Ama emekli maaşlarında dünyada en kötü üç ülkenin arasındayız. Her üç gencimizden biri işsiz! İşsizlik ve açlıktan insanlarımız intihar ediyor. İş cinayetlerinde her gün en az 6 işçi can veriyor. Her doğa olayı bir felakete dönüşüyor. Selin denize sürüklediği onlarca kişiden hala haber yok!
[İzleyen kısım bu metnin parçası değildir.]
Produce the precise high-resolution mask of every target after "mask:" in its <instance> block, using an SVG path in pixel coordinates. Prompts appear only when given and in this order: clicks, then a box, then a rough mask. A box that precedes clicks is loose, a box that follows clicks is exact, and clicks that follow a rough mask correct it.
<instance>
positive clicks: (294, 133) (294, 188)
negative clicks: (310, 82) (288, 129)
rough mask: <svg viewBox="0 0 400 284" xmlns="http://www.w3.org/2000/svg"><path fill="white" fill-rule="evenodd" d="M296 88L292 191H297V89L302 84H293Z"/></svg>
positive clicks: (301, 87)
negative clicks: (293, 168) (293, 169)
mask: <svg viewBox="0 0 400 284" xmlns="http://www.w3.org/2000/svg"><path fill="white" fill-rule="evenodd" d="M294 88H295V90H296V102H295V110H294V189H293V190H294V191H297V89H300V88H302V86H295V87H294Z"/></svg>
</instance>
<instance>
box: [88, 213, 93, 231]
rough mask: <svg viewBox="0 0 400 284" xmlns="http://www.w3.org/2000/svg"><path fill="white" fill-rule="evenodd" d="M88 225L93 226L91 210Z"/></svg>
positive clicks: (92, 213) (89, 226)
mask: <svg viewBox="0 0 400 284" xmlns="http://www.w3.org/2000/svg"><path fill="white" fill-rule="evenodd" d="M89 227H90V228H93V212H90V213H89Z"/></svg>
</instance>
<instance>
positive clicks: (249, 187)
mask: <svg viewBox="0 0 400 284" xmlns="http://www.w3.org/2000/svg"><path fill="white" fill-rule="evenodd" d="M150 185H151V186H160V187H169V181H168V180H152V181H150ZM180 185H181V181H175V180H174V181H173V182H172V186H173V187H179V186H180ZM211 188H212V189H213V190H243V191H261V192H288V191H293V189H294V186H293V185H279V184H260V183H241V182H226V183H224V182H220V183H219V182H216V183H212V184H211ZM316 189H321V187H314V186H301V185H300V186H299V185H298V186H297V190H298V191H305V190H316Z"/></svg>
Ve Erdoğan, doğasına-toprağına sahip çıkan halka diyor ki; “ülkenin dört bir yanından gelen solcular, komünistler sizi kışkırtıyor!” Bu bayat demagojiyle halkı destekçilerinden mahrum bırakmaya, direnişlerini kırmaya çalışıyor. Ama halk, kendi deneyimleriyle gerçekleri görüyor. Onca açlığın, işsizliğin, doğa ve insan katliamının kışkırtamadığı bir halkı, kimsenin kışkırtamayacağını da çok iyi biliyor.
Komünistlerin varlığı değil güçsüzlüğüdür, halkın isyanının zaferle sonuçlanmamasının nedeni… Ne zaman ki, işçi ve emekçiler, yaşamı kendilerine zehreden emperyalizme ve işbirlikçilerine karşı komünistlerin önderliğinde ayaklanır, gerçek kurtuluşa ancak o zaman kavuşur.
Bu sistemin halka acı ve ölüm dışında sunduğu bir şey yoktur. “Ya ölüm ya devrim” dışında seçeneği kalmamıştır.